Após o encontro, a expectativa de Adilson Fuga é de que, a partir de março, a Capal já esteja operando as estruturas da Coopagrícola.

A cooperativa de Ponta Grossa existe desde 1962 e atua com a comercialização de grãos como soja, milho, trigo e cevada, além de vender insumos e possui armazéns em sua cidade-sede e também nos municípios de Palmeira (PR) e Ivaí (PR), totalizando capacidade estática de cerca de 90 mil toneladas, que será incorporada à Capal.

A Coopagrícola ainda possui cerca de 800 associados, segundo Fuga, mas em função das dificuldades financeiras, apenas pouco mais de 100 cooperados vinham fazendo negócio. "Agora, a gente vê uma grande oportunidade de trazê-los de volta e aumentar o volume de negócios", diz.

A Capal, por sua vez, encerrou o ano de 2025 com desafios do ponto de vista comercial, especialmente em função das tarifas de 50% aplicadas aos produtos brasileiros importados pelos Estados Unidos, que afetaram o café exportado pela cooperativa.

Apesar de o faturamento da cooperativa ter crescido no ano passado, encerrando o período com R$ 5,4 bilhões, alta de cerca de 22% em relação aos R$ 4,4 bilhões registrados em 2024, as sobras da cooperativa encerraram o ano com R$ 116 milhões, aquém dos R$ 135 milhões que a Capal havia projetado no início de 2025.

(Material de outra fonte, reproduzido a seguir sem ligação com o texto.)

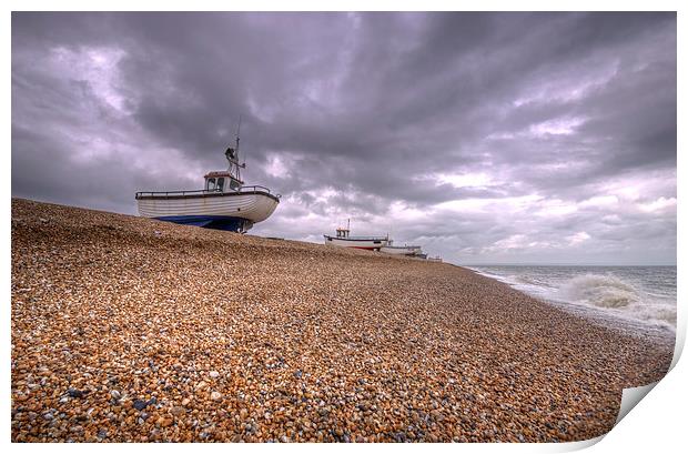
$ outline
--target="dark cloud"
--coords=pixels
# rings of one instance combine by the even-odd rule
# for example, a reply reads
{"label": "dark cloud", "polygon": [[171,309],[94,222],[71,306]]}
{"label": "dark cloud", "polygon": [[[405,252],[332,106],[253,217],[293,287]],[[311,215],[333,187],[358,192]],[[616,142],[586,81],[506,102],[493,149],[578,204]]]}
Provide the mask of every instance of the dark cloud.
{"label": "dark cloud", "polygon": [[134,213],[241,115],[256,234],[672,262],[676,75],[675,13],[13,13],[12,194]]}

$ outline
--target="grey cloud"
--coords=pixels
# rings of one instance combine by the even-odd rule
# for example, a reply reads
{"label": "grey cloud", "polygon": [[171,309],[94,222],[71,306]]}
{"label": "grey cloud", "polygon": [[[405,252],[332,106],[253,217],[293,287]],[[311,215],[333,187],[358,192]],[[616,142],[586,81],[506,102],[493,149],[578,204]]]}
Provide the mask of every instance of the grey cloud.
{"label": "grey cloud", "polygon": [[[75,74],[60,49],[84,68],[101,64],[90,51],[121,54],[109,75]],[[675,13],[13,13],[12,194],[132,213],[136,190],[222,168],[241,114],[247,181],[284,196],[256,234],[320,241],[335,216],[384,230],[398,203],[473,200],[488,208],[394,214],[395,235],[476,262],[514,260],[485,251],[523,235],[559,245],[516,260],[584,261],[564,239],[587,232],[610,256],[643,260],[655,241],[671,262],[671,208],[506,211],[644,175],[654,199],[624,203],[675,198],[676,74]]]}

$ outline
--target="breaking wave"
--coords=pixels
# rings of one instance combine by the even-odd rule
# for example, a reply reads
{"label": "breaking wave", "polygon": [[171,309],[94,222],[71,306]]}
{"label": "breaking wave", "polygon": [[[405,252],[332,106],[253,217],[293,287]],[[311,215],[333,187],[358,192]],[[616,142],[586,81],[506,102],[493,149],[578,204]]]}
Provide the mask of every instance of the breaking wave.
{"label": "breaking wave", "polygon": [[676,268],[476,266],[564,310],[629,331],[676,332]]}
{"label": "breaking wave", "polygon": [[626,282],[614,276],[585,274],[568,281],[560,293],[567,300],[598,307],[627,307],[641,301],[640,294]]}

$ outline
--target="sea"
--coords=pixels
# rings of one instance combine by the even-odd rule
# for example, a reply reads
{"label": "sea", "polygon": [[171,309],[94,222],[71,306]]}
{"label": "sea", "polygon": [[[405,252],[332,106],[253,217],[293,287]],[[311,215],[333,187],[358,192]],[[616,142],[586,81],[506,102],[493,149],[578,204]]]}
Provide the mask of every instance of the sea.
{"label": "sea", "polygon": [[593,322],[674,342],[676,266],[465,266]]}

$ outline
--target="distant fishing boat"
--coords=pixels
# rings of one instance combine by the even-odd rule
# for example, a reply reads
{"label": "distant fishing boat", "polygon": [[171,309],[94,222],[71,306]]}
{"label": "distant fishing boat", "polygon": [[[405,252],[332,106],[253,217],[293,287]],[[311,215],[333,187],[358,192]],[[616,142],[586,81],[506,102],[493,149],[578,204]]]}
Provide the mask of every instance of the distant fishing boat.
{"label": "distant fishing boat", "polygon": [[380,252],[384,252],[385,254],[392,254],[392,255],[407,255],[407,256],[418,256],[423,252],[422,246],[416,246],[416,245],[395,246],[392,243],[393,241],[389,240],[387,242],[387,245],[382,246],[380,249]]}
{"label": "distant fishing boat", "polygon": [[205,185],[195,191],[136,192],[139,214],[160,221],[245,233],[270,218],[280,203],[280,194],[265,186],[244,185],[236,144],[224,152],[226,171],[210,172]]}
{"label": "distant fishing boat", "polygon": [[389,242],[388,236],[350,236],[350,223],[346,221],[346,229],[338,228],[336,236],[325,236],[325,245],[365,249],[368,251],[380,251]]}

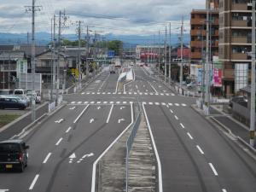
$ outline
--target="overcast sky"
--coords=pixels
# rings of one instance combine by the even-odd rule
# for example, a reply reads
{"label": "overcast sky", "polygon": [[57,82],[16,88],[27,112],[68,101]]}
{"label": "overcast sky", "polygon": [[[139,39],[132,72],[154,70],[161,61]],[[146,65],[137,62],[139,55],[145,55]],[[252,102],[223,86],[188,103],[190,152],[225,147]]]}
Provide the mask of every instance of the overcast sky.
{"label": "overcast sky", "polygon": [[[36,0],[42,6],[37,13],[36,31],[50,32],[54,13],[66,10],[68,20],[64,33],[74,33],[76,21],[99,33],[157,34],[165,23],[172,22],[172,31],[178,32],[182,16],[189,32],[192,9],[205,8],[205,0]],[[25,6],[32,0],[0,0],[0,32],[31,32],[31,13]]]}

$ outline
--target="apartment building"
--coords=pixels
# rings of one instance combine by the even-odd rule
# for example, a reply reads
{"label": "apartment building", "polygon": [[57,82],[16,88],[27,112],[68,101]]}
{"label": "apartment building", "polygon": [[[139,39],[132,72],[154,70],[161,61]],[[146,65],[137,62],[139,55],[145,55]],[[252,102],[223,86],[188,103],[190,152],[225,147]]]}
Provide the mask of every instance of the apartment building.
{"label": "apartment building", "polygon": [[[211,58],[218,55],[218,0],[210,2]],[[207,44],[207,9],[193,9],[190,15],[191,61],[199,63],[205,58]]]}
{"label": "apartment building", "polygon": [[251,0],[219,0],[219,61],[227,97],[247,86],[252,50]]}

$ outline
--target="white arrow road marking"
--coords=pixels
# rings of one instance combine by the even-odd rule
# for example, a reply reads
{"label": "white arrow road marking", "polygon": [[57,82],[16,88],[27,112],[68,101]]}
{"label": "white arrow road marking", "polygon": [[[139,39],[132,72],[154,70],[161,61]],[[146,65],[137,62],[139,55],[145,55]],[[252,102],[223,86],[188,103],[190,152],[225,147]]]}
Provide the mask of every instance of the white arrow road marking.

"O que impactou bastante foi o café. Tínhamos uma boa quantidade de vendas para os Estados Unidos e o tarifaço deu uma travada", diz Fuga, ressaltando que os embarques ficaram parados por meses, trazendo custos financeiros e logísticos à operação da cooperativa, deteriorando o resultado final.

"No fim, conseguimos embarcar praticamente tudo o que tínhamos planejado, não teve nenhuma renegociação, com cancelamento de compra, mas o resultado acabou sendo praticamente zero", afirma. Ao todo, foram embarcadas 950 mil sacas de café, com faturamento de cerca de R$ 2 bilhões.

Ainda assim, o bom resultado da safra de grãos ajudou a atenuar as dificuldades com o café. Ao todo, a cooperativa recebeu, ao longo do ano passado, 960 mil toneladas de grãos, sendo 404 mil toneladas de soja, 226 mil toneladas de milho, 60 mil toneladas de cevada e 55 mil toneladas de sorgo.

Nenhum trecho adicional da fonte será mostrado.